Photo Antoine Lacroix
Photo Antoine Lacroix

Si vos placements sont dans une caisse ou une banque, vous n’avez accès qu’à un éventail limité de produits, principalement des fonds communs et des CPG. En optant pour un courtier en valeurs mobilières ou une plateforme en ligne comme Wealthsimple, vous pourrez également investir dans des actions, des FNB et des obligations, entre autres.

Moment stressant

Le transfert peut prendre de deux à quatre semaines, parfois un peu plus. Sachez que pendant un jour ou deux, il y a un moment stressant: vos placements disparaissent de votre ancien compte sans apparaître dans le nouveau. «L’argent est comme dans les airs, en transit», dit Youcef Ghellache.

La plupart des institutions facturent des frais de transfert de l’ordre de 150$. Par contre, le conseiller ou la plateforme qui vous accueillera vous les remboursera si vous transférez une certaine somme (souvent 20 000$).

Le vrai travail commence

Une fois que vous avez décidé de quitter votre conseiller actuel, un travail encore plus important débute: celui d’en trouver un meilleur. Établissez d’abord vos priorités. Les rendements? Le style de gestion? La disponibilité? M. Ghellache suggère de demander des recommandations à des proches et de vérifier que les professionnels avec qui vous envisagez de faire affaire sont bien inscrits auprès de l’AMF.

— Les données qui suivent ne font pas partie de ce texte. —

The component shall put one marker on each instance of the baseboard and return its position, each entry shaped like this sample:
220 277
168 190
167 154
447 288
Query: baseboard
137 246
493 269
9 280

Le spécialiste relève aussi que pour bien juger des compétences d’un conseiller, il faut se familiariser soi-même avec le fonctionnement du secteur financier.

Conduire soi-même?

De plus en plus de gens gèrent eux-mêmes leurs placements, alors la tentation peut être grande de faire le saut. Mais il faut être réaliste et se demander si on a vraiment les compétences pour le faire.

«Tant qu’on n’est pas à l’aise, il vaut mieux prendre le taxi ou l’autobus, embarquer avec quelqu’un, s’éduquer jusqu’à ce qu’on soit en mesure de conduire soi-même», insiste Youcef Ghellache.

Y aller graduellement

Si vous êtes indécis, vous pouvez très bien rester avec votre conseiller actuel et commencer tranquillement à investir de petites sommes vous-même.

«On n’est pas obligé, du jour au lendemain, de gérer tous nos avoirs de façon autonome», rappelle M. Ghellache. «On peut le faire de façon progressive. On peut ouvrir un compte de courtage et commencer avec seulement 100$.»